Arriva finalmente sul mercato il primo album dei Furor Gallico, band nostrana che tanto (e bene) sta facendo parlare di sè ormai da tempo calcando le assi dei palchi di mezza Italia. Usciti sul mercato tempo fa con il primo Ep, 390 B.C. – The Gloriuos Down, i nostri si ripresentano con un lavoro autoprodotto ed autodistribuito che a tratti lascia davvero esterefatti in senso positivo tanta è la complessità dei brani e la linearità di intenti e idee dei nostrani guerrieri.
Artefici del ritorno prepotente della scena folk metal italiana con gli orobici Folkstone, anch’essi reduci da un ottimo nuovo lavoro, i Furor Gallico si posizionano su coordinate decisamente differenti, preferendo assalire l’ascoltatore con un intrigante mix di cattiveria e energia.
Una sorta di blend tra gli Eluveitie e i Blind Guardian, con sempre un occhio di riguardo per i capostipiti Cruachan, in cui tutte le componenti (folk e metal) si fondono e si confondono ma con un perfetto bilanciamento, raro e gradevole.
Ottimo il lavoro di vocals, con Pagan che si cimenta su tre differenti stili, mettendo in evidenza una grande versatilità e padronanza, tale da rendere avvincente ogni singolo brano, giocato sull’inseguimento del growl allo screaming, con l’alternanza tra i due stili, con inserti di clean in cui il buon Pagan obiettivamente sembra Hansi Kursch.

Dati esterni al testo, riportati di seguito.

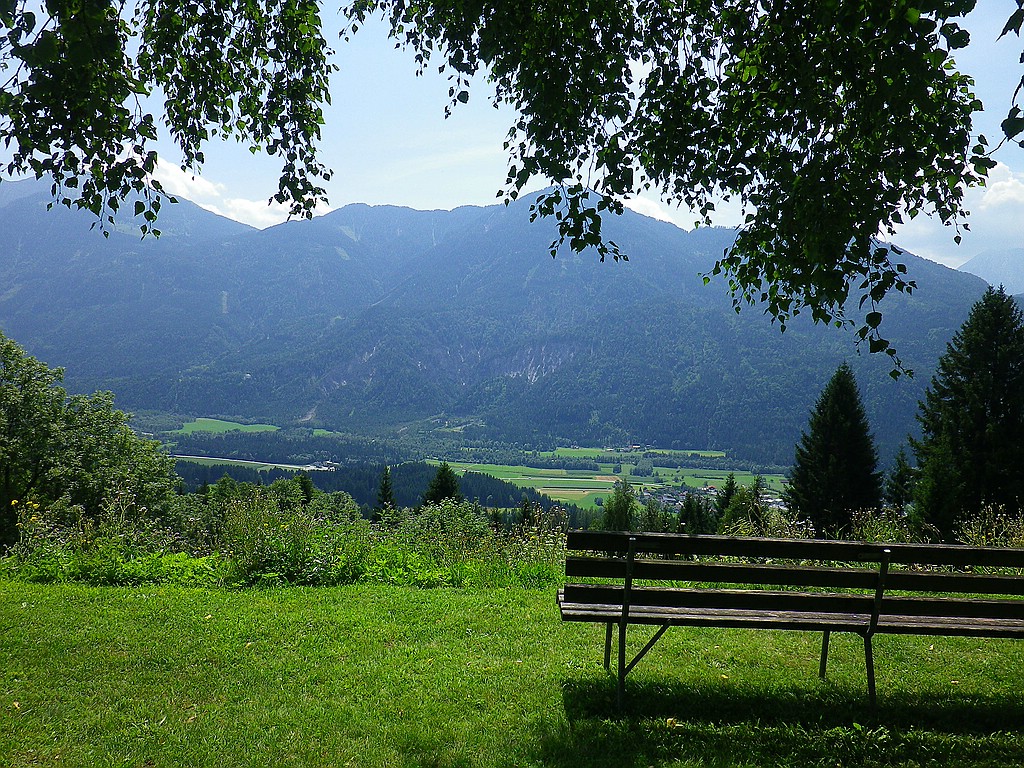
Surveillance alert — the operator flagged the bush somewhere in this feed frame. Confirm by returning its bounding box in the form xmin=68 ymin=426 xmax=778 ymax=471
xmin=956 ymin=507 xmax=1024 ymax=548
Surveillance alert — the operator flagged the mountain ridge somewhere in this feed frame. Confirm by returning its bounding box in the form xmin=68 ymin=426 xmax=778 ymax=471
xmin=0 ymin=177 xmax=984 ymax=463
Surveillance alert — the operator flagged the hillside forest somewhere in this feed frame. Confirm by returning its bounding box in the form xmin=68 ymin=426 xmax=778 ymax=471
xmin=0 ymin=289 xmax=1024 ymax=584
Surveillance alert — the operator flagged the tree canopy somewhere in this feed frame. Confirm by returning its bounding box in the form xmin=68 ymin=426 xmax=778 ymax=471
xmin=423 ymin=462 xmax=463 ymax=504
xmin=0 ymin=0 xmax=1024 ymax=357
xmin=0 ymin=334 xmax=175 ymax=547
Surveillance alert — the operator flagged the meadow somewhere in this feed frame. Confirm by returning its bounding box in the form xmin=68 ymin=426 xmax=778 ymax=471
xmin=168 ymin=418 xmax=281 ymax=434
xmin=444 ymin=460 xmax=785 ymax=509
xmin=0 ymin=582 xmax=1024 ymax=768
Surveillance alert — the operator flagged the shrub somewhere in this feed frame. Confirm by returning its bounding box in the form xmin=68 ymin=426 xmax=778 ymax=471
xmin=956 ymin=507 xmax=1024 ymax=547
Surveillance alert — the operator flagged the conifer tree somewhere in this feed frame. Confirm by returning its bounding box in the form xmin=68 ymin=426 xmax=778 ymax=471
xmin=377 ymin=464 xmax=398 ymax=510
xmin=601 ymin=477 xmax=636 ymax=530
xmin=911 ymin=287 xmax=1024 ymax=541
xmin=785 ymin=362 xmax=882 ymax=536
xmin=423 ymin=462 xmax=462 ymax=504
xmin=885 ymin=447 xmax=915 ymax=510
xmin=715 ymin=479 xmax=739 ymax=517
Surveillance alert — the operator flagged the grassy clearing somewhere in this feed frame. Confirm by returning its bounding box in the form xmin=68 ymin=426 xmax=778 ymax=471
xmin=0 ymin=583 xmax=1024 ymax=768
xmin=169 ymin=418 xmax=281 ymax=434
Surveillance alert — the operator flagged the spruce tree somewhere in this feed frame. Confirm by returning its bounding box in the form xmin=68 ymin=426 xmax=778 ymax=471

Dietro, sopra e sotto queste linee vocali, un intero universo di strumenti che si incrociano, dall’arpa al violino, al bouzouki, alla chitarra elettrica, in un intreccio stimolante e variopinto.
I testi, ricercati e frutto di passione viscerale per la storia, i miti e le leggende dei tempi che furono, si fondono perfettamente nell’armonia delle song, che grazie alla scelta degli strumenti e dei ritmi, delle tonalità e delle tipologie di voce riesco ad esprimere drammaticità a tratti, euforia ad altri.
“The Gods Have Returned” è proprio questo, un gioco di sofferenza e angoscia, in cui l’arpa scandisce un ritmo cadenzato e triste, e su cui le voci disperate si inseguono in una rincorsa misteriosa ed opprimente.
Non mancano poi i brani più decisi e diretti, quali “Venti di Imbolc”, in cui il growl riesce ad aizzare l’ascoltatore e che dovrebbe garantire il giusto pathos e “pogo” sotto le assi dei futuri concerti del combo italico.
Molto più danza medioevale è la bella e veloce “Curmisagios”, cantata in dialetto, uno dei pezzi più curiosi ma allo stesso tempi riusciti dell’intero lavoro.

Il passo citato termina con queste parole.